Two of the sons of Nathaniel Bass were married to Native American women. The line from Nathaniel’s son John is said to have gone from William and then to John.  DNA results from the second John have come back as that oldest and rarest Haplogroup A.   This would mean that either William or his son John's biological father was not a Bass

The Bass Native American Descent and the Albert Bell Problem

Dr. Albert Bell presented the first large-scale research book on the Bass family in his 1961 book Bass Families of the South.   Though not a Bass descendant himself he visited the Nansemond Indian community in Norfolk, Virginia in the course of the preparation of his book.  There he met the aging and hospitalized Jesse Bass, the Chief since the tribe had been reorganized in the 1920’s.

He became well acquainted with the Bass family there who offered him access to their family documents that they had reverently preserved through the ages.  He transcribed the most important of these documents, leading him to link John Basse, whom he believed to be the son of Nathaniel Basse, to the Nansemond Indians.  However, his critics have maintained that he mistransribed the family prayer book from which critical information on the early family came.  As a result they said that his work may not be trusted.

John Basse did have Native American descent, but it would appear to have been Chowan rather than Nansemond.

Samuel Bass in Twelve Years a Slave

Samuel Bass, played by Brad Pitt, was an important character in the 2013 film Twelve Years a Slave.

Samuel’s grandfather Dr. Adonijah Bass had been a Loyalist residing at Bunker Hill at the time of the Revolutionary War.  He was dying at the time and never made it to Canada.  But his family did and settled in Augusta, Ontario. Samuel Bass was born in there in 1807.

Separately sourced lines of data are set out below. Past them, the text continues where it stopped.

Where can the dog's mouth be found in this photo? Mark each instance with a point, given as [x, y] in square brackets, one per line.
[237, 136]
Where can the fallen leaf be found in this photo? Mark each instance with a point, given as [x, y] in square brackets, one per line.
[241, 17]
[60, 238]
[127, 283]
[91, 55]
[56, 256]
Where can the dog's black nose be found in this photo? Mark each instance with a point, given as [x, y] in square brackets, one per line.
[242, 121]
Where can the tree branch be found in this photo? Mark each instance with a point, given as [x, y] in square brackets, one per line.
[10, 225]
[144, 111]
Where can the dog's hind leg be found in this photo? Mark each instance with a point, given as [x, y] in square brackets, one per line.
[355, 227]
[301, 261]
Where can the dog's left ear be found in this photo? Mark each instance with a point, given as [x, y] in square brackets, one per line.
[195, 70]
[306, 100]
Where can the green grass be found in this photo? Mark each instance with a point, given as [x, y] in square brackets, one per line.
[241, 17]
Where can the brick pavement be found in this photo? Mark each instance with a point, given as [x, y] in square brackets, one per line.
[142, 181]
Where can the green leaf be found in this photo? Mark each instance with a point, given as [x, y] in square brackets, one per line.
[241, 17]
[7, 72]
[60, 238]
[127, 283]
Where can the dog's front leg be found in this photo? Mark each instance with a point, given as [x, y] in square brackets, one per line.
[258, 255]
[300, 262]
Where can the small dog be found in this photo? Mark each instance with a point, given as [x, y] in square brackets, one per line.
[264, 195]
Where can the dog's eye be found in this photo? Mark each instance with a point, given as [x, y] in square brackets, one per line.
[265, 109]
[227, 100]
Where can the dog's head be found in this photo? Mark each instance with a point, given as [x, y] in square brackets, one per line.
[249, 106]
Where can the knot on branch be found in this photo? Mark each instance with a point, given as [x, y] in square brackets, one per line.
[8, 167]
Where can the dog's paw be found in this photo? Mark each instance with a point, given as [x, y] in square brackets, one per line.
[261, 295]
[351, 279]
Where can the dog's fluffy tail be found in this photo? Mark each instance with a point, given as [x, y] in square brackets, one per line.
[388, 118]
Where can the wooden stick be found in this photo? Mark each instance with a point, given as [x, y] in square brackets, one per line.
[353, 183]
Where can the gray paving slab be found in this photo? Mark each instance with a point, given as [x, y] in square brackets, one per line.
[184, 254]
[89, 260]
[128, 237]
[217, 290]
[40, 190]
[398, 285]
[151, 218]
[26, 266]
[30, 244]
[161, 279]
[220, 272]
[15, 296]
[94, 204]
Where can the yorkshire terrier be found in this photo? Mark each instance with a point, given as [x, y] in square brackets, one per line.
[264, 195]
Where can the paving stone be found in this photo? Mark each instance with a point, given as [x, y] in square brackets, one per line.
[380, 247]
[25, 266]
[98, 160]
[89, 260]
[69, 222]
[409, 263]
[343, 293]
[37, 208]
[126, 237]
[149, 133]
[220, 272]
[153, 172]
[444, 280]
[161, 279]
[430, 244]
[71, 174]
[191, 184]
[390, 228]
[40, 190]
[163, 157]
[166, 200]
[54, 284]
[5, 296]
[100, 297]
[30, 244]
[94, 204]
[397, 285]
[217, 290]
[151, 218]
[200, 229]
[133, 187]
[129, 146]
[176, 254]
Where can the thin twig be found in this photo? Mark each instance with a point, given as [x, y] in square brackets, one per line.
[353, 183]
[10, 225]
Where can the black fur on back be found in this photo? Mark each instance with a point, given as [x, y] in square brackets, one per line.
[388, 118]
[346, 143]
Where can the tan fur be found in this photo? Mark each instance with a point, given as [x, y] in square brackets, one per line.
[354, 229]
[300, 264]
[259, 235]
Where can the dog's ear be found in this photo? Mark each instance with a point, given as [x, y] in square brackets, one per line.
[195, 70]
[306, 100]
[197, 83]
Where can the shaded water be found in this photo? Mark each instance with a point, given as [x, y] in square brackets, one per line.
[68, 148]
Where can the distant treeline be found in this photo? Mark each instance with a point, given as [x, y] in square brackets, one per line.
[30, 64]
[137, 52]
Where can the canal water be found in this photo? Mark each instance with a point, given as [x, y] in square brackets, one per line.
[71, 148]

He turned out to be a bit of a wanderer.  He left his family – his wife and four daughters - sometime in the late 1830’s and moved to the United States, eventually ending up in Louisiana.

In 1852 Bass was doing some carpentry work there for Edwin Epps.  Edwin’s slave Samuel Northup was assisting them.  Working side-by-side, the two men got to know each other.  Northup had overheard conversations suggesting that Bass was against slavery and decided to confide in him.

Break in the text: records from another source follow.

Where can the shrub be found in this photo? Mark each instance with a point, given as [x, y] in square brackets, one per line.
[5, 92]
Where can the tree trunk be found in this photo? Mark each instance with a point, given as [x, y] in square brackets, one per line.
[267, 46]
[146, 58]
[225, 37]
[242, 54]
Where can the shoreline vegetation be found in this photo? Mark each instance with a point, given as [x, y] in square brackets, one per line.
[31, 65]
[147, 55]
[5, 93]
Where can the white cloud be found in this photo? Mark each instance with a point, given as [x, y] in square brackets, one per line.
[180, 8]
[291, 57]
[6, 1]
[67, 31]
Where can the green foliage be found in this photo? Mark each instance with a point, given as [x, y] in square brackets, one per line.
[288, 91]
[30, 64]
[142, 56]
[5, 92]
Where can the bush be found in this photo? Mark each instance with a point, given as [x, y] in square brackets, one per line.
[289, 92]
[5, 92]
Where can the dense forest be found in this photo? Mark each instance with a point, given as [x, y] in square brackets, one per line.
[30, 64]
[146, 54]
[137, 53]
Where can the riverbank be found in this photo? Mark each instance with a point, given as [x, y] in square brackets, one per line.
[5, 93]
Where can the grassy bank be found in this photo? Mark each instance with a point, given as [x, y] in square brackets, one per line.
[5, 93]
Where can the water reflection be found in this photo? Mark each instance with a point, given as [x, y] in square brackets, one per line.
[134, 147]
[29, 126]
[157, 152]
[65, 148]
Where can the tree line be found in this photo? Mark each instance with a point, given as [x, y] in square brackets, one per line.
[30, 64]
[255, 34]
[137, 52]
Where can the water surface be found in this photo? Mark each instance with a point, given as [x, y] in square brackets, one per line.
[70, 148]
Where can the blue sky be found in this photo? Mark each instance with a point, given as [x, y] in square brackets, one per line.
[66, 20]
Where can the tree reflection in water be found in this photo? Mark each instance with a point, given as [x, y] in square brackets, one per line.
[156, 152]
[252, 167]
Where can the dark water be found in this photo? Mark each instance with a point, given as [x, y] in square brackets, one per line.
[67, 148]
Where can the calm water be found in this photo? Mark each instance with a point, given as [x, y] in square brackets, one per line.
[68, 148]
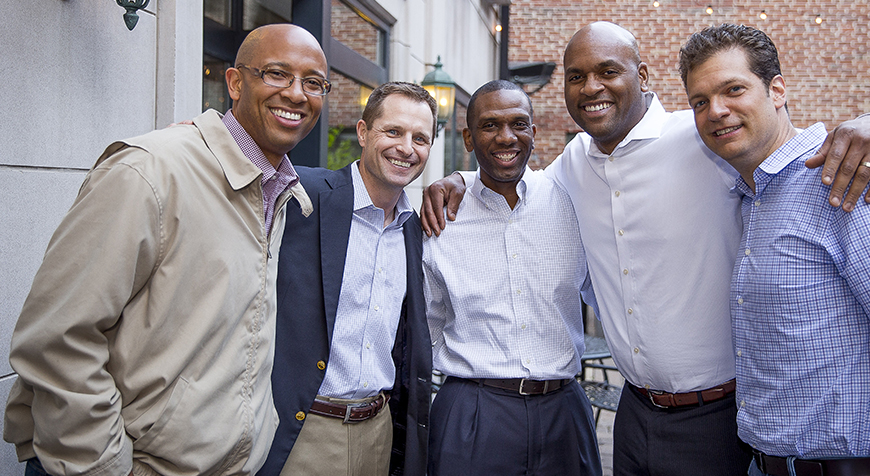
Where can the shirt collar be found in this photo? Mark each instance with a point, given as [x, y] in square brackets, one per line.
[806, 141]
[649, 127]
[255, 154]
[484, 193]
[362, 200]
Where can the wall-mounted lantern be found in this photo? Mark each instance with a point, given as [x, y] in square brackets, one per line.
[131, 17]
[443, 89]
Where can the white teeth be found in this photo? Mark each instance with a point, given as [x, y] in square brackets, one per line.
[725, 131]
[293, 116]
[400, 163]
[598, 107]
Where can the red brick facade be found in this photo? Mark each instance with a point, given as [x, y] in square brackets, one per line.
[825, 65]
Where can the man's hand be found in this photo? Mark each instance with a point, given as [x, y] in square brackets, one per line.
[446, 191]
[846, 153]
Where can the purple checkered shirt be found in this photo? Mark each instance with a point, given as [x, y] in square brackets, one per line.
[273, 181]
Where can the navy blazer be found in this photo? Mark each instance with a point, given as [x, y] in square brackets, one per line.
[310, 270]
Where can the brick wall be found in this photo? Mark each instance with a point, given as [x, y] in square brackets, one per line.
[825, 66]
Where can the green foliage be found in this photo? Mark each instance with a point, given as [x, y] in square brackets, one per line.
[341, 150]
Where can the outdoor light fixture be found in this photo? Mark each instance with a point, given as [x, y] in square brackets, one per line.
[443, 89]
[131, 17]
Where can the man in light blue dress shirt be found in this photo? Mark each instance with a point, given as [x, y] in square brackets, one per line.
[800, 289]
[506, 319]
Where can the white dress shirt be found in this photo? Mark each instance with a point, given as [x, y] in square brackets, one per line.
[370, 302]
[662, 229]
[503, 286]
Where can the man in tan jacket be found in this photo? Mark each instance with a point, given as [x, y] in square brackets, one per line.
[146, 343]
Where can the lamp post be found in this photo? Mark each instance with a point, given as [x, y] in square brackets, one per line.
[131, 17]
[441, 87]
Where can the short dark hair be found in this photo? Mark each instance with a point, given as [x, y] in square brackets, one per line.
[760, 51]
[375, 105]
[492, 86]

"Master Bass," Northup said, "if justice had been done, I never would have been here."  He then related the whole ugly story of his kidnapping and enslavement.

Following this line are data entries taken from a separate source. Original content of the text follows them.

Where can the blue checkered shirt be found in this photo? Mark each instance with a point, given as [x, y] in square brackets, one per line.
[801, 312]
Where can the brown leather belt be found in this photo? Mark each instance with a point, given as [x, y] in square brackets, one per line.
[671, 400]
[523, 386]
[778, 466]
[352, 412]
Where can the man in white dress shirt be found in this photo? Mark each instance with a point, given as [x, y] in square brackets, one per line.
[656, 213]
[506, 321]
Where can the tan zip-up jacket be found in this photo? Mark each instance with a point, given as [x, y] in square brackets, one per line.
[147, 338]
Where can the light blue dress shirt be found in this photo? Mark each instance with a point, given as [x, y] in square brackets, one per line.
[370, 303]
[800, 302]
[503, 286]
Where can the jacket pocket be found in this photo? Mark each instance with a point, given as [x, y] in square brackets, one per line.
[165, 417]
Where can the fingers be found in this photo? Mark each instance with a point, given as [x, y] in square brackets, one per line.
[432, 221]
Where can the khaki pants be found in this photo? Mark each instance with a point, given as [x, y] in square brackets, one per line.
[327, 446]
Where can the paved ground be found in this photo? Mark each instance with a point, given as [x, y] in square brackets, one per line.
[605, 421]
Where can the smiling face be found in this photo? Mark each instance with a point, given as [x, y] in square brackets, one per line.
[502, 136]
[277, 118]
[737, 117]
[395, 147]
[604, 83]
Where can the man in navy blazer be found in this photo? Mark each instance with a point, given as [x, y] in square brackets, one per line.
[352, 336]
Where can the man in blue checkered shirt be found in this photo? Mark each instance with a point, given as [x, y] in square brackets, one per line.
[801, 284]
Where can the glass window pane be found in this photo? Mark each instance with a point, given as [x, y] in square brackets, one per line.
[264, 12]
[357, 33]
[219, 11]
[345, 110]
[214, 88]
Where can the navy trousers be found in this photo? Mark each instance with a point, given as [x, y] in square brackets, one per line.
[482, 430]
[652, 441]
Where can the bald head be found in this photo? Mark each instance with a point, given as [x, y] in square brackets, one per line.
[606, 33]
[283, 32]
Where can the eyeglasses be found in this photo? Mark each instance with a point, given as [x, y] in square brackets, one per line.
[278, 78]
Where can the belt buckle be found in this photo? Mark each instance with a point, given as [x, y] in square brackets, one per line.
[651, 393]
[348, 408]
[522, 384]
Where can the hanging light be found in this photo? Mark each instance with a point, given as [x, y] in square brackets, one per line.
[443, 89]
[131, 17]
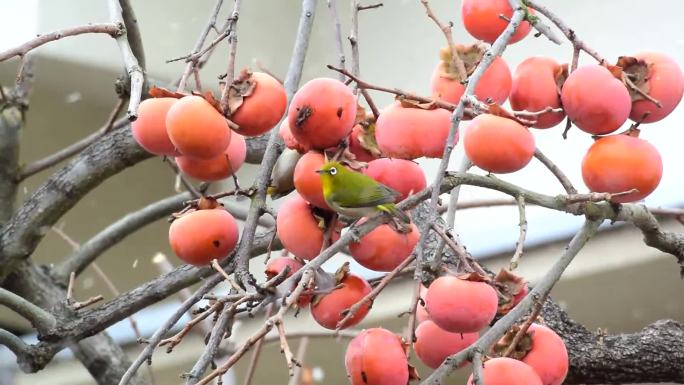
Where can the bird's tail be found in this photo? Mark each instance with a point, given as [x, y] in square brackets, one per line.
[391, 209]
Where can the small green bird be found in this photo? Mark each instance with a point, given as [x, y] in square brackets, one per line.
[357, 195]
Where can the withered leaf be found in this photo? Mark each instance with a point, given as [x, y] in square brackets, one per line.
[242, 87]
[366, 138]
[638, 72]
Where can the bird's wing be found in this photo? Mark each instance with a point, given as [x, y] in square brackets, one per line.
[372, 195]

At his conclusion Bass determined that he would help Northup by writing letters on his behalf to people back in New York.  It was one of those letters that resulted in Northup’s release from servitude early in 1853.

A free man again, Northup rejoined his family and soon authored the book Twelve Years a Slave.   He traveled around giving anti-slavery lectures. He later also provided aid to fugitive slaves, helping them find refuge in Canada.

Samuel Bass had died by this time.  He died in 1853 of pneumonia in the same area of Louisiana where he had met Samuel Northup.

Bass in America by Country of Origin

Ship records recorded the following Bass arrivals.

    57       19

England represented a minority of Bass arrivals.   More Germans and Jews came.

Perry Richardson Bass and the Bass Family Fortune

The patriarch of the Bass family, Perry R. Bass, recalled that his family’s fortune was started with four $10 bills loaned for a train ticket.  His father Dr. E.P. Bass, a Wichita Falls oilman, was in New Orleans with his wife Annie in 1933 entertaining officials of the Pure Oil Co.

“My daddy gave the four bills to my mother to spend at the horse races.  Instead she squirreled them away.”

E.P. Bass and his brother Sid Richardson had each made fortunes wildcatting oil during World War One.  By the depths of the Depression, however, E.P. was still worth $250,000 but Sid needed money for a train ticket.  Annie gave him the four bills and he set out for West Texas to start over again.  There he would develop the Keystone oilfield which would form the basis of the Richardson and later Bass fortunes.